C’est pourquoi la politique de création d’emplois doit être, d’ores et déjà, axée sur d’autres secteurs. Sur ce registre, le président de la République, Abdelaziz Bouteflika, a souligné dans un message rédigé à l'occasion du 54e anniversaire du déclenchement de la Révolution du 1er Novembre que le souci majeur de l’Etat est de «substituer à la manne pétrolière, la valeur ajoutée du travail productif sur les plans, matériel, intellectuel et technologique, et ce, en puisant dans des alternatives à rechercher dans l'agriculture et les industries diverses, notamment les industries de transformation et en accordant davantage d'intérêt aux services et aux sources d'énergie autres que les hydrocarbures».
On se prépare en conséquence
Un programme national de développement des énergies solaire et éolienne constitué de 65 projets doit être mis en œuvre au cours de cette année 2011, a annoncé récemment le ministre de l’Energie et des Mines.
Cela fait bien des années que l’on parle de la nécessité pour notre pays de préparer l’après-pétrole en développant les énergies alternatives. Toutefois, peu de projets ont été lancés jusque-là dans ce cadre. Mais les choses vont normalement changer cette année.
Pour la première fois dans l’histoire de notre pays, un programme national de développement des énergies solaire et éolienne sera mis en œuvre au cours de l’année 2011, a annoncé récemment le ministre de l’Energie et des Mines. Constitué de 65 projets destinés à produire, dans un premier temps, 2 600 MW d'électricité, ce programme permettra la création de quelque 200 000 emplois, dont 100 000 dans l'exportation.

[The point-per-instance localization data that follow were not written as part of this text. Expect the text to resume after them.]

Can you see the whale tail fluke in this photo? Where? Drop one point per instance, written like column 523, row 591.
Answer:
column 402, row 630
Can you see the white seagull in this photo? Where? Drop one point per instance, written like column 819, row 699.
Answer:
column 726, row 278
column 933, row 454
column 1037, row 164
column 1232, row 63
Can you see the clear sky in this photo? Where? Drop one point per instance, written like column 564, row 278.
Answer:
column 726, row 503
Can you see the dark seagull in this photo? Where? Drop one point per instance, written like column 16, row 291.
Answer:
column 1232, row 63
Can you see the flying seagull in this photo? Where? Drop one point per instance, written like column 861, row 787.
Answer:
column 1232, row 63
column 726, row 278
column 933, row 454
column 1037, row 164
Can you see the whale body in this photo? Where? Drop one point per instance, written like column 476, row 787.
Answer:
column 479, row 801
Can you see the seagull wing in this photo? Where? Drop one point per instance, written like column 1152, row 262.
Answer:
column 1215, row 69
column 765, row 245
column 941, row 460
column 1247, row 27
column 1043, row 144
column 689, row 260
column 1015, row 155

Il sera financé en partie par l’Etat, afin de satisfaire les besoins internes en matière d’électricité. Pour ce qui est des projets destinés à l’exportation, «ils seront financés dans le cadre d’un partenariat», a expliqué M. Yousfi.
Dans le même ordre d’idées, le ministre a réitéré la disponibilité de l’Algérie à discuter «avec tous ses partenaires sans exception» de tout projet de production d’énergies renouvelables sur le territoire national. «Nous voulons contribuer à approvisionner l'Europe en énergie et nous sommes ouverts à toute proposition», a-t-il dit. Il a tenu, néanmoins, à préciser qu’il n’est pas question que notre pays serve «de cobaye de projets pour les Européens».
Pour illustrer la nouvelle politique du gouvernement en la matière, M. Yousfi a annoncé que la ville nouvelle de Hassi Messaoud sera réalisée et alimentée à partir de sources renouvelables.
La mise en œuvre de ce programme très coûteux, il faut bien le noter, constitue un tournant dans la politique énergétique adoptée par les pouvoirs publics depuis l’Indépendance. Elle signifie clairement, selon les analystes, que l’hypothèse de l’épuisement prochain des réserves pétrolières est prise très au sérieux.
Un vieux dilemme
L’hypothèse de la fin du pétrole remonte au début du siècle dernier. C’est le bureau des mines aux Etats-Unis d’Amérique qui, le premier, a parlé en 1913 de l’épuisement des réserves mondiales de l’or noir dans une quarantaine d’années, soit dans la deuxième moitié des années 1950. Ce qui ne s’est pas produit, bien évidemment. Par la suite, plusieurs estimations ont été faites, à l’instar de celle du Club de Rome en 1972, qui avait fixé l’échéance à la fin des années 1990. Mais tout cela s’est avéré faux. Aujourd’hui, encore et avec tous les moyens technologiques dont on dispose, on n’arrive pas à avoir une réponse précise à la question qui taraude tous les esprits : à quand la fin du pétrole ?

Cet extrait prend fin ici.